Harvin led a similar group while incarcerated at McDougall-Walker Correctional Institution with Babatunde Akinjobi, now a HIMpact facilitator. We saw how it could be life-changing in helping people overcome depression, addiction, incarceration,” Harvin said. Men don’t like to open up about themselves, but give them something they can connect to, and they will.” 

In weekly meetings since November, Harvin has distributed copies of The Alchemist and To Kill a Mockingbird, with the group discussing their larger meanings. They’ve taken on topics that range from personal destiny to the power of faith to changing the narrative. 
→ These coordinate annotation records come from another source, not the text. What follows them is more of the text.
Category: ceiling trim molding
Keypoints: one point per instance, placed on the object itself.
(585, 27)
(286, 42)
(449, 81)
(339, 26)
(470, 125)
On Saturday, the topic was legacy. Harvin said he had passed Evergreen Cemetery, where his grandmother is buried, on his way to the group. There’s tombstones there that only have someone’s name, birth date and death date,” he told the 19 men seated in rows of rectangular tables. Maybe their family didn’t have enough money to do more than that, but still a question came to mind. If I die today, what would they say? What would be my legacy?” 

He tried to do the right thing,” said one man in the second row after a long pause. 

He didn’t have much to pass on with money, but he passed on his experience, his wisdom,” another said. 

I always made people smile,” said a third. 

How about you?” Harvin asked a young man with his head down in the front row. How would you want to be remembered?” 

My mom would say I’m kind,” he said. 

Harvin asked what the man would say about himself.

I honestly don’t have the right to say how I’ll be remembered,” he replied. I don’t really have that much experience, except in construction. All I know is I have a job interview on Monday, and that’s all I can think about.” 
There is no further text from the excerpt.